Yesterday I took LittleMan (in the car! by myself!) to visit my mom. (
Oh, here’s the update: she is officially declared “disease free” – woot! After a horrible – HORRIBLE – first stem cell transplant experience, things are looking up and they are home until after Labor Day, when they’ll go back to do the second one.)
We were enjoying the full-on “Benjamin Show” after he ate and it was so fun to watch him watch her. And vice-versa. All of a sudden, I realized something. I told my mom that he is the “Last Grandchild”. I made that decision permanent before leaving the operating table, and my brother and sister-in-law are done as well for other reasons.
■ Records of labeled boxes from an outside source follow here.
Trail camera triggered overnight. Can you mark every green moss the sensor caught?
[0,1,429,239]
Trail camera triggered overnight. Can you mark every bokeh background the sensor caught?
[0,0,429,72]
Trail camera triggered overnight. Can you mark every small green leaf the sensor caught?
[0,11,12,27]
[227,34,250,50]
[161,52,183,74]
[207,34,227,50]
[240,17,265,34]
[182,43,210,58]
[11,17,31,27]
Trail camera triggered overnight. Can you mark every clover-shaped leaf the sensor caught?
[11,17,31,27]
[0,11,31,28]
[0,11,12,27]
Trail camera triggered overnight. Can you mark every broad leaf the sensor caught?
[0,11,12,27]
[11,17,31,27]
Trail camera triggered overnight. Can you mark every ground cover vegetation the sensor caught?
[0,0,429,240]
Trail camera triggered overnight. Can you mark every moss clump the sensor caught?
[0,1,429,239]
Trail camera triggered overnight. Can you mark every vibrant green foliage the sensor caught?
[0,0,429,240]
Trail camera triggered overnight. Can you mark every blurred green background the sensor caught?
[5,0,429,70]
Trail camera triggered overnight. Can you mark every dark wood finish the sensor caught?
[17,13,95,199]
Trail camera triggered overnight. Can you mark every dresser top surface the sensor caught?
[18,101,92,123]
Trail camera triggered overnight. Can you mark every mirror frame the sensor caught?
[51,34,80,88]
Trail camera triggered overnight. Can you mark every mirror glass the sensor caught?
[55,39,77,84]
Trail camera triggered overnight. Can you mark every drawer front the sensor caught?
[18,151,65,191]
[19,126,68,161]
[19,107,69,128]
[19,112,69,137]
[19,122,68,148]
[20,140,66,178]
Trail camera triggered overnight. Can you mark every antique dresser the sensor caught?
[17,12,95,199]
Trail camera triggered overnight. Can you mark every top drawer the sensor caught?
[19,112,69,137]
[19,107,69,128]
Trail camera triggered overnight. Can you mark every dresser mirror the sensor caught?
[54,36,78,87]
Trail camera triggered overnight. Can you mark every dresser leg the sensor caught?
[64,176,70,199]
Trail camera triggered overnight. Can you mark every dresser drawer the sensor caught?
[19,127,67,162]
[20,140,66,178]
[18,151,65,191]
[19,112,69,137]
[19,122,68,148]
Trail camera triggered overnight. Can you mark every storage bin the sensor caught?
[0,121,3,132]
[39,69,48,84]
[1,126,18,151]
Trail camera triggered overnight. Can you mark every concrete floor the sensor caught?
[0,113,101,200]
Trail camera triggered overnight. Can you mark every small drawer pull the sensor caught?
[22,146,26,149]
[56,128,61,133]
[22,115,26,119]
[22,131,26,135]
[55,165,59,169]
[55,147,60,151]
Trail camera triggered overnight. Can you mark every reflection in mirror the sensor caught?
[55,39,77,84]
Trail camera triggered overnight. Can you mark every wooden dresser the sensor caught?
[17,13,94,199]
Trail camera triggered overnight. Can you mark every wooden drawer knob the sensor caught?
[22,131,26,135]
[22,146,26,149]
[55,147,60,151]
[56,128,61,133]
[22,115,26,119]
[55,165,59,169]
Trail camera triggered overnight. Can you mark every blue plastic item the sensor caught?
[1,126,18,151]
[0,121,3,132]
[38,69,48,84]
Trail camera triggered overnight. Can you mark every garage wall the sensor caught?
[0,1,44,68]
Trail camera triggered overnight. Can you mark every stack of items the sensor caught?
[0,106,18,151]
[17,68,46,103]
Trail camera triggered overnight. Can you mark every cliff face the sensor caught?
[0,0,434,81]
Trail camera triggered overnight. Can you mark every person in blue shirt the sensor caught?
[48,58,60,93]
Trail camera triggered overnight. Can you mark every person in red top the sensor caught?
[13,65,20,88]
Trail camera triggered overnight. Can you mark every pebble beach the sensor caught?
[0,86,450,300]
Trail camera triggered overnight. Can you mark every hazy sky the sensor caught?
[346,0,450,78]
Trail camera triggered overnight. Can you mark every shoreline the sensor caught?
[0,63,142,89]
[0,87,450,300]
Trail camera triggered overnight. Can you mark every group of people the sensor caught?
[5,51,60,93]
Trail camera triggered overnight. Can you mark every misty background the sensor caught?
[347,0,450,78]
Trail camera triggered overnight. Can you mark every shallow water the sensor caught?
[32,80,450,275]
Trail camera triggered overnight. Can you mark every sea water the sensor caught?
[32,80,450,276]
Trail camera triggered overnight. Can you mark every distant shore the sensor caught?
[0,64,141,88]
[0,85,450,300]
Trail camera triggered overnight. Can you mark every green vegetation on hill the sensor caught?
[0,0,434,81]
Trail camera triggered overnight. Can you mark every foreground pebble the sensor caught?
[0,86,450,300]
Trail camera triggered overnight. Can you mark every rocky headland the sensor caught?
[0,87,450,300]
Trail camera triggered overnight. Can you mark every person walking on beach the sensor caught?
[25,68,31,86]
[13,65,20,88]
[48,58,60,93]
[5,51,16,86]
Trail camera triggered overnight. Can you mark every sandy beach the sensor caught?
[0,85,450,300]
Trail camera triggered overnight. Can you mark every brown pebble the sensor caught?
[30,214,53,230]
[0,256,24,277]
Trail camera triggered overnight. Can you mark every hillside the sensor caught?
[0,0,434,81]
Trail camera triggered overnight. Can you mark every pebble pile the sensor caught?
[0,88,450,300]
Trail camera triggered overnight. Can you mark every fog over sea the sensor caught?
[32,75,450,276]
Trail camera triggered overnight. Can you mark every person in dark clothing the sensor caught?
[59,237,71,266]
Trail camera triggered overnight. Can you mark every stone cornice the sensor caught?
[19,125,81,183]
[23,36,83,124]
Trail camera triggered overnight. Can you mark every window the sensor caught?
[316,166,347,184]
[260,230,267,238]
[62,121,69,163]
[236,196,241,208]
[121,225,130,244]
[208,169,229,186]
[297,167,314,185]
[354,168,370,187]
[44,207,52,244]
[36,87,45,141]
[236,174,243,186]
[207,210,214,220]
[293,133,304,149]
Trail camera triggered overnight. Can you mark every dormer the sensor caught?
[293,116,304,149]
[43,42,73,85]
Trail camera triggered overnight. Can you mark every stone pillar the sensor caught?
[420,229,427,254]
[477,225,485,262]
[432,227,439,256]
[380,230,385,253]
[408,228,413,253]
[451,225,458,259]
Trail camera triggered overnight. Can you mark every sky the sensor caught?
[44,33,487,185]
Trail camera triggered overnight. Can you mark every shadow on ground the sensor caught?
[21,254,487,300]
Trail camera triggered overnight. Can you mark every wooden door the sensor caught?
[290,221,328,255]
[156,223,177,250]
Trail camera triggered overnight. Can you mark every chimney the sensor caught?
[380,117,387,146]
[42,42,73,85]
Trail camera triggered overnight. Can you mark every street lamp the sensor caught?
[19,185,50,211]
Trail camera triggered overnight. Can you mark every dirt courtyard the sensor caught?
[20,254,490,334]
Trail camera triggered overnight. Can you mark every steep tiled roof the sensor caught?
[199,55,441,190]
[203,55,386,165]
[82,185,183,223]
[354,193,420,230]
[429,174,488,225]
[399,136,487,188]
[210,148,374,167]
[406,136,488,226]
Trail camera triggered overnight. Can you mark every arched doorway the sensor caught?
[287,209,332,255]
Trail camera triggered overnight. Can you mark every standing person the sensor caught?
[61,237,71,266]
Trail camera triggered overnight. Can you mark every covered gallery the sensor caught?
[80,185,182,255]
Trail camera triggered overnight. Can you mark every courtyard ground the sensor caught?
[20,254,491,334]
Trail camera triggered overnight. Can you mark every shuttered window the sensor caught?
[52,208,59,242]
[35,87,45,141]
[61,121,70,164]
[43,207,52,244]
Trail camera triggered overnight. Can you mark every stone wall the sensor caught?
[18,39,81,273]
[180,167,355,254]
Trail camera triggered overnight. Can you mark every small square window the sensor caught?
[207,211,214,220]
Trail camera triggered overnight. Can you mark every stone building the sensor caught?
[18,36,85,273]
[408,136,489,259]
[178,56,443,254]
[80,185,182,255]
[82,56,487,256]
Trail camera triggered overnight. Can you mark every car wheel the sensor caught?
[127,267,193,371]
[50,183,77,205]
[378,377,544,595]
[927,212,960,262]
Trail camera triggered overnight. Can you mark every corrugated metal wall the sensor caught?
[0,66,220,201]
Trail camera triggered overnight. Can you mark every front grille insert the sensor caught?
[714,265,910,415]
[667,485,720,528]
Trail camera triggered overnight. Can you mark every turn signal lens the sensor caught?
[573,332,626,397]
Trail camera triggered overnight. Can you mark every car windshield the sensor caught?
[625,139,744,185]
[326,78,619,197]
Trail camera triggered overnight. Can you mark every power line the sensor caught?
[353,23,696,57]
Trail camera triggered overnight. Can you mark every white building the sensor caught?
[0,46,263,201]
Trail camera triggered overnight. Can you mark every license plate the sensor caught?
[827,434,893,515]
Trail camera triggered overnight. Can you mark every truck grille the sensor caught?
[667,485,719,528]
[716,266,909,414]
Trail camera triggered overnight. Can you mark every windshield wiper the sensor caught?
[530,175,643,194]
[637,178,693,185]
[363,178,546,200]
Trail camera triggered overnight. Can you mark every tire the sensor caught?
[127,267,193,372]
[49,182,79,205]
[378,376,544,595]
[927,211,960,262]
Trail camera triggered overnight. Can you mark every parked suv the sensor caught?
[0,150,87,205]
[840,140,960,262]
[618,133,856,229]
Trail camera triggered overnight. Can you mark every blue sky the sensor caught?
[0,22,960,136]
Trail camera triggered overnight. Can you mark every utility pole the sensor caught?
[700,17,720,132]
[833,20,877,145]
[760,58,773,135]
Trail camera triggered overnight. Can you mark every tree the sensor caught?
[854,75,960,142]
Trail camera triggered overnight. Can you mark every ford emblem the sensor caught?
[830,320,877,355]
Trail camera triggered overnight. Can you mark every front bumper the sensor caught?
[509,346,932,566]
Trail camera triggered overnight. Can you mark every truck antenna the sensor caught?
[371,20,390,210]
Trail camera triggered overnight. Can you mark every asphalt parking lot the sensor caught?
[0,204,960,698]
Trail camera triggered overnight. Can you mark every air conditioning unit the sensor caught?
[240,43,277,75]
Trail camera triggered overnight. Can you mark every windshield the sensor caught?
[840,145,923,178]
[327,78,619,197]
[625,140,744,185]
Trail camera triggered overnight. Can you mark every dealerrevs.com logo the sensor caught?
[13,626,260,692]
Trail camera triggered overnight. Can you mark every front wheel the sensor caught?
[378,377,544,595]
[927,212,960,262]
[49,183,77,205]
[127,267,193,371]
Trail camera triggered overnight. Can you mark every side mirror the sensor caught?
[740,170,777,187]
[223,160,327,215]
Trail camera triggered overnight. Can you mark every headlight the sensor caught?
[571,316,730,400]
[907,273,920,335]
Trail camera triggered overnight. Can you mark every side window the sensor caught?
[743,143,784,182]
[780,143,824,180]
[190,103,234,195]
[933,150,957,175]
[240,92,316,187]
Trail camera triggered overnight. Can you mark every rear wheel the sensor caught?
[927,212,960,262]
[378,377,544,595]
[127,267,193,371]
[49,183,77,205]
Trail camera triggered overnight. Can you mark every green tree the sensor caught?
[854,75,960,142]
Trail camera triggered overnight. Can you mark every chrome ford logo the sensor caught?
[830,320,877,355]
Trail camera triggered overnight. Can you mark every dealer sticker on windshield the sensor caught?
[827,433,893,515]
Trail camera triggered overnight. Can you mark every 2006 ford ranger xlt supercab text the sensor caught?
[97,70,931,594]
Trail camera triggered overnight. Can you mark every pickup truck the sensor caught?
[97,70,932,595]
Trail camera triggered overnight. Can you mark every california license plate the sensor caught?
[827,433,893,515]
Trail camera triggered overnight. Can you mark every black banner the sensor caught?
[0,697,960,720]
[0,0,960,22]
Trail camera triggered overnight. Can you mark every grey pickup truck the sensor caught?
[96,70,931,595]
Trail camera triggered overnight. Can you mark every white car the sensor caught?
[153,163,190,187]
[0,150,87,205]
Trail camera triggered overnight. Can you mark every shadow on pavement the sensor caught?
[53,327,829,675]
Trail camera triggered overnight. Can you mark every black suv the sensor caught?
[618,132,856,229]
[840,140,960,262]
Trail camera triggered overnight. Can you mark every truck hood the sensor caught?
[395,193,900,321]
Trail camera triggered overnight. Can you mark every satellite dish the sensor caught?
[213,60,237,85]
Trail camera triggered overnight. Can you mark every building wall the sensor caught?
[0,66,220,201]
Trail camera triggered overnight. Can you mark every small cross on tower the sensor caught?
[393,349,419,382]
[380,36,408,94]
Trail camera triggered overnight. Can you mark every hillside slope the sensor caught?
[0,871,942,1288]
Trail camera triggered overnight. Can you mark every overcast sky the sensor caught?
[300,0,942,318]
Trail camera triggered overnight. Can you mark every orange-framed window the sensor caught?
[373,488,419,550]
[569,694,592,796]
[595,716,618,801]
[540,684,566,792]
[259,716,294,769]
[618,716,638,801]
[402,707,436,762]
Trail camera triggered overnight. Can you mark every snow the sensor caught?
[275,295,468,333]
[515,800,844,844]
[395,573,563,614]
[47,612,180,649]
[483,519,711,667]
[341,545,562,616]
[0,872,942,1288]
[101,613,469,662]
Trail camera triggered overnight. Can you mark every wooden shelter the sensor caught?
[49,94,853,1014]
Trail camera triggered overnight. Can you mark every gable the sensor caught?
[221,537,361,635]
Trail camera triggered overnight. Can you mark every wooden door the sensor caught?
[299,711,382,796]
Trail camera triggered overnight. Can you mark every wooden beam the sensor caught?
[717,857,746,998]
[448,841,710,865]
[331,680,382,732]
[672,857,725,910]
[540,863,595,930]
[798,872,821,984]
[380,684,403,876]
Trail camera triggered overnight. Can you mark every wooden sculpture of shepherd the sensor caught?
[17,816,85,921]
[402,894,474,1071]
So, he’s it.
And I might have gotten a little sad.
You see, for the past couple of weeks, I’ve had some lingering “phantom pregnancy” moments. Here’s an example: I go to pick up a Dr. Pepper and immediately think, “Oh, I really shouldn’t drink this…because I’m pregnant.” Or… “I’ll be so glad to have a margarita – once the baby’s born.”
It’s like I can’t get out of “pregnant mode” in my brain. Much as I disliked it. Pfft.
Now, I know why I made my decision – and, believe me, it is the right one. But, realizing that this little dude is it? Well, it was a little sad. Do I think I could have had a third? No. But I did think about it for a moment, which took me a little off guard.
And this? Is the last time this will ever be mentioned. On to Point B.